16 November - 25 January 2019
Opening on Friday, 16 November at 07:00 PM 
Museum of Modern and Contemporary Art
Rijeka, Croatia

Artists: Manon Avram & Pierre Audouard, Pavlica Bajsić Brazzoduro & Dino Brazzoduro, Nisrine Boukhari, Lana Čmajčanin, Tomislav Čeranić, Aleksandar Garbin, Ibro Hasanović, Siniša Labrović, Lukas Marxt & Jakub Vrba, Nika Oblak & Primož Novak, Alicja Rogalska, Sara Salamon & Hrvoje Spudić, Tao G. Vrhovec Sambolec

MMSU collections: Milenko D. Gjurić, Branko Kovačević, Andrija Maurović

Cultural-historical documents are borrowed from the Rijeka City Museum and the Maritime and History Museum of the Croatian Littoral

Curated by Ksenija Orelj and Sabina Salamon

The exhibition thematize escape in a wide range of its possibilities, forms and limits. We encounter existential, physical, imaginary and massive acts of escape as the attempts of obstructing the control of escape. We observe forms of escape as potential ways of survival, where elusion and circumvention of rules and procedures are completely normal. Finally, we depict escape as an ephemeral practice based on movement, which tends to go against the Law that mainly exists only as a written word and as such remains open to whimsical interpretations and unjust implementations.

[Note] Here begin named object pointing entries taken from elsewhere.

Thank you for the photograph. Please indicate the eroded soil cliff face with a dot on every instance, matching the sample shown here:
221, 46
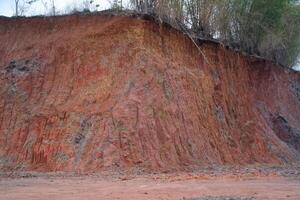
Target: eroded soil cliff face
87, 93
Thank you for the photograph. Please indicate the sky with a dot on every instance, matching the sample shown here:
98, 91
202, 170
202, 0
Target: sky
7, 6
62, 6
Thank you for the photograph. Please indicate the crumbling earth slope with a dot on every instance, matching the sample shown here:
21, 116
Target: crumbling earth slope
93, 92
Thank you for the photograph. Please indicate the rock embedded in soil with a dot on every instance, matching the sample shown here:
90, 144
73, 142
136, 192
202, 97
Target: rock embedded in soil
86, 93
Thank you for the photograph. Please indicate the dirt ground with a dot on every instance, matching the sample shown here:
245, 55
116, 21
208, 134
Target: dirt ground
184, 186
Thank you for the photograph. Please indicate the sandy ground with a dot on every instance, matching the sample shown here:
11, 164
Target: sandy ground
158, 187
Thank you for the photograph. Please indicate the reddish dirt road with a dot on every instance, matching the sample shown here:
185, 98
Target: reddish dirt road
141, 188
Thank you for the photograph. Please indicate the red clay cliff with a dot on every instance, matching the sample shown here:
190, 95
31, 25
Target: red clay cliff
93, 92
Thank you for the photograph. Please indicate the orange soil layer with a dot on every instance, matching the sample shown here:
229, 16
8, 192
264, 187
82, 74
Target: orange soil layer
87, 93
79, 188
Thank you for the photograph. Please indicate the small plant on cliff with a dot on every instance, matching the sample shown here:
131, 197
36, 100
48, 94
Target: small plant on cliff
266, 28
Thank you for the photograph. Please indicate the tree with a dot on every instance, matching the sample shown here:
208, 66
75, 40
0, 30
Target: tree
267, 28
21, 6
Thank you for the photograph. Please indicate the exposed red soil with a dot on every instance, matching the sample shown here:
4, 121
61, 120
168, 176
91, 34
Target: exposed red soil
142, 188
87, 93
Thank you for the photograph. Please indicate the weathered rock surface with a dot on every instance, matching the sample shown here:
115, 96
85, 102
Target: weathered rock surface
86, 93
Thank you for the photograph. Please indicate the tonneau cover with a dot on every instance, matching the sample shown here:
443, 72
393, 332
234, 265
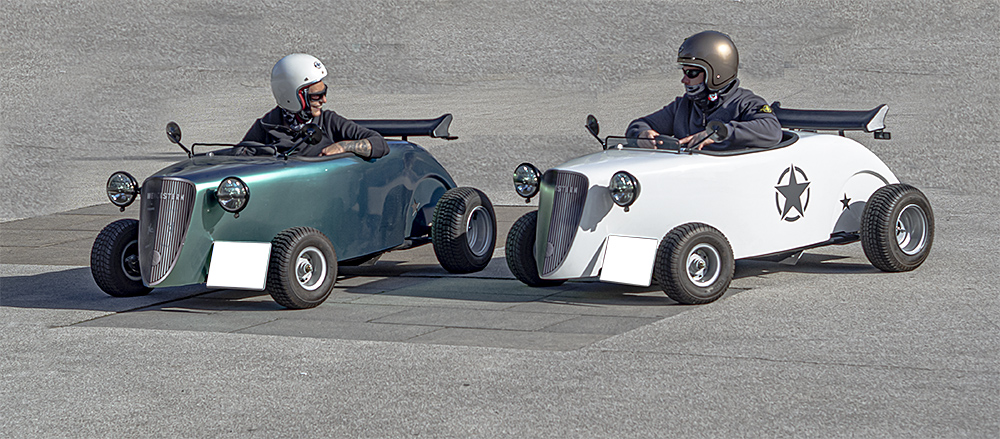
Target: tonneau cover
836, 120
404, 128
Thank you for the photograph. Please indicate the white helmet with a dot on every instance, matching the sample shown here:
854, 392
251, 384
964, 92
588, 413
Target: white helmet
293, 74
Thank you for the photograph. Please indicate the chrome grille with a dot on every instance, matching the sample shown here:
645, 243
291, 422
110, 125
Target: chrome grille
167, 204
569, 196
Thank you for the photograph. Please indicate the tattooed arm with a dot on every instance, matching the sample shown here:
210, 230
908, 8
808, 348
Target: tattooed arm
362, 148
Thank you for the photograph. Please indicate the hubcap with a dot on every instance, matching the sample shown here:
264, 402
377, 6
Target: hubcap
130, 261
310, 268
478, 232
911, 230
703, 265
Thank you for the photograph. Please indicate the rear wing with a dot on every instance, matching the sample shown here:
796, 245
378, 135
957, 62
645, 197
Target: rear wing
437, 128
871, 121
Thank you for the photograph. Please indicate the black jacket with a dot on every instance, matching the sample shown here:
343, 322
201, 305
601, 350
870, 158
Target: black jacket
272, 130
746, 115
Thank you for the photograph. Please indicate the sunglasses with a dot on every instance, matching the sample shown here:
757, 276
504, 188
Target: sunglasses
316, 96
692, 73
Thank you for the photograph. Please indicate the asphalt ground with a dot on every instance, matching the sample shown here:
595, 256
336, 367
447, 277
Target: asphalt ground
830, 347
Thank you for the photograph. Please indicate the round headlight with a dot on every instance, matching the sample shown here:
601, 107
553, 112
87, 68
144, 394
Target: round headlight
233, 194
624, 189
526, 179
122, 189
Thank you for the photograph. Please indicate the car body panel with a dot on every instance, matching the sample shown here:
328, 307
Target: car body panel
363, 206
750, 198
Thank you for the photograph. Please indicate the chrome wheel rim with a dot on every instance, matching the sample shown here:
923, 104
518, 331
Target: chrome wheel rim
911, 230
703, 265
310, 268
478, 232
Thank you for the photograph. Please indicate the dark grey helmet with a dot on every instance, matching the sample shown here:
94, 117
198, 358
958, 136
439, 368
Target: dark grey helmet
715, 53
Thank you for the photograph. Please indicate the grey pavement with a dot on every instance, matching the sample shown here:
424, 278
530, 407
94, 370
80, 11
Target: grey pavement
830, 347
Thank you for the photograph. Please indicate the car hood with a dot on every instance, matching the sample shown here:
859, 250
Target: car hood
212, 169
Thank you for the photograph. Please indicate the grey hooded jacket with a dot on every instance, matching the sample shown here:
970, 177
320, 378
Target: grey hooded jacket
746, 115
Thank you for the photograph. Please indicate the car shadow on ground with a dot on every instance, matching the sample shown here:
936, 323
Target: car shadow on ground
74, 288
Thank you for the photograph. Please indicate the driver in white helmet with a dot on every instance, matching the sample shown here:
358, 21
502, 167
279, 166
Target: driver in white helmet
297, 84
709, 61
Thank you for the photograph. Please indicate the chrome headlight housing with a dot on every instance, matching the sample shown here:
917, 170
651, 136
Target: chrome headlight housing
232, 194
526, 180
624, 189
122, 189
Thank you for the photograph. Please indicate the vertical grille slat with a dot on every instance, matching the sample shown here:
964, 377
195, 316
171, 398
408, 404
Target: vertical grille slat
569, 197
167, 205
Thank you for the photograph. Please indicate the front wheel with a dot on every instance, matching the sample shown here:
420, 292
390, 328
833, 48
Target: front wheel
303, 268
520, 252
694, 264
114, 260
464, 230
897, 228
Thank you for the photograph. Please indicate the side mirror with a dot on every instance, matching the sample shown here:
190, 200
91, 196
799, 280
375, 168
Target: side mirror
594, 129
174, 132
593, 126
717, 130
312, 134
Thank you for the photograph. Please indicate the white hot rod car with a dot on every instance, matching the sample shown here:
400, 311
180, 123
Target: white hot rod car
682, 216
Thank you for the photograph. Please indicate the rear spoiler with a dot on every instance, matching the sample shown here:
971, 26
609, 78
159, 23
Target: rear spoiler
872, 121
437, 128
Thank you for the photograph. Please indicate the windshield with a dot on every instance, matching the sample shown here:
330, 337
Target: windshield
660, 142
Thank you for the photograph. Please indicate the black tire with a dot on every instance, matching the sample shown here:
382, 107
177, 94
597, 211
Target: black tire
694, 264
520, 252
897, 228
114, 260
303, 268
464, 232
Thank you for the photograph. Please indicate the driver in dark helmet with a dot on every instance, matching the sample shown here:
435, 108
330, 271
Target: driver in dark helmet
709, 61
297, 84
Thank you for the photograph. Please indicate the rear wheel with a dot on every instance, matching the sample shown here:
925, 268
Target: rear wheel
114, 260
303, 268
520, 252
694, 264
897, 228
464, 230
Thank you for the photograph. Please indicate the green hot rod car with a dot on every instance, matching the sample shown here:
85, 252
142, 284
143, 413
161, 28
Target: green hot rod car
282, 222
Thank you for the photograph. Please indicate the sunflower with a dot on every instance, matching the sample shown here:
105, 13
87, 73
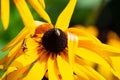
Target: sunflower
55, 52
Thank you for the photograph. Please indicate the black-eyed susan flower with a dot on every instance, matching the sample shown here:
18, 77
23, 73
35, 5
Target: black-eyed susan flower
113, 40
5, 10
20, 4
55, 52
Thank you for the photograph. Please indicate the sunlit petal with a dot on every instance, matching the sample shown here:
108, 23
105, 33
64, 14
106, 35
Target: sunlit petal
82, 75
96, 74
72, 47
116, 64
52, 73
65, 71
102, 49
16, 73
19, 37
64, 18
25, 14
93, 57
5, 12
40, 10
42, 2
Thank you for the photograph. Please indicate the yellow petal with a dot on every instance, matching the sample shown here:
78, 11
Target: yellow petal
25, 14
64, 18
1, 67
5, 12
96, 74
83, 35
93, 57
29, 56
38, 70
52, 68
116, 64
72, 47
89, 74
12, 54
102, 49
18, 38
35, 4
42, 3
82, 75
64, 68
15, 74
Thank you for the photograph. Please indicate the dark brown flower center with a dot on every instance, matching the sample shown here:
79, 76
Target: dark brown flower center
54, 40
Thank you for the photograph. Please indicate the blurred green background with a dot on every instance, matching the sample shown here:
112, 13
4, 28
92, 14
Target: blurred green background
87, 12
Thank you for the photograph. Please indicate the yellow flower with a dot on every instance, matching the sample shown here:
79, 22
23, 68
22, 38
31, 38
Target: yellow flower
56, 53
5, 11
20, 4
113, 40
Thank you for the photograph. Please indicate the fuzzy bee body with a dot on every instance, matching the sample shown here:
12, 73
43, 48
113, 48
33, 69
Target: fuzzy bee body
24, 46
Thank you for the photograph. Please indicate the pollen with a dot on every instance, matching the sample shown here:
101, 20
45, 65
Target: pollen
54, 40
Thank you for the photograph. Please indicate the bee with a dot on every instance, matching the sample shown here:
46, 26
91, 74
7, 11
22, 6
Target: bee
24, 46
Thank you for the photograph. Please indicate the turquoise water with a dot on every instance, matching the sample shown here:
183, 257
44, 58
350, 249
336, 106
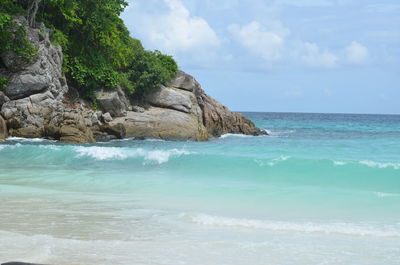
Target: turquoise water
321, 189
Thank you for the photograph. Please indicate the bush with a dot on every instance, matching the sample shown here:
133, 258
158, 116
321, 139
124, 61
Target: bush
3, 83
14, 39
149, 71
98, 49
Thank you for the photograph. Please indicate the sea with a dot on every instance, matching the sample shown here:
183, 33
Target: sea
320, 189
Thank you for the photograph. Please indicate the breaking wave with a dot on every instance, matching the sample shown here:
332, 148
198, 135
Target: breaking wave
354, 229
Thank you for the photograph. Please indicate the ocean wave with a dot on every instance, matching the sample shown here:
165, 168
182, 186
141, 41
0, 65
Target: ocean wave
116, 153
280, 133
374, 164
273, 161
385, 194
355, 229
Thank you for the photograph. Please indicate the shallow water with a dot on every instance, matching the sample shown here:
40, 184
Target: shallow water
322, 189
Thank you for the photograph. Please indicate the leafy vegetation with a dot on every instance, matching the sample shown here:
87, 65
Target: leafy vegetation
98, 50
3, 83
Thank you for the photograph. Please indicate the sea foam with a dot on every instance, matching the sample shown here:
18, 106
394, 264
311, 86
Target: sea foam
374, 164
116, 153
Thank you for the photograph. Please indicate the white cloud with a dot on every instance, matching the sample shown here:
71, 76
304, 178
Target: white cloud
302, 3
356, 53
177, 30
310, 54
266, 43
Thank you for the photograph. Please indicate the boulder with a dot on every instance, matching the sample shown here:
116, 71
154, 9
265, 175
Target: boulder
163, 124
113, 102
184, 81
72, 134
219, 120
106, 117
3, 129
3, 99
27, 132
171, 98
117, 129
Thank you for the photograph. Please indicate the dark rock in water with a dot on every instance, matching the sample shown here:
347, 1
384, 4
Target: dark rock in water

In the diapason of meanings carried by word “escape” – escape of thoughts, escape from reality, escape from danger and threat – we interpret escape primarily as an act of crossing the standard borders and flouting the norms, measures and regulations. With works from the collections of Rijeka’s museums (the Museum of Modern and Contemporary Art, the Rijeka City Museum and the Maritime and History Museum of the Croatian Littoral) as well as the works of selected and invited artists, we take a look at the trails and records of escape: from myths and Biblical references to actual events such as masses of refugees on their way to the European Union.

This exhibition intertwines artistic, cultural, historical and social perspectives, viewing the above stated topic as a mechanism of survival, evident particularly in periods of crisis, such as nowadays, with masses on the move without safe passage and shelter. While the need to escape often carries a negative connotation, in this exhibition we take interest in escape as a proactive and self-sustaining act manifesting itself in two ways at least – as a reaction to the lack of tolerance toward the current state of affairs, but also as a privilege that enables us to carry out an act of fleeing in the first place. Escape flows in the stream of antagonisms, being the punishment and the treat at the same time.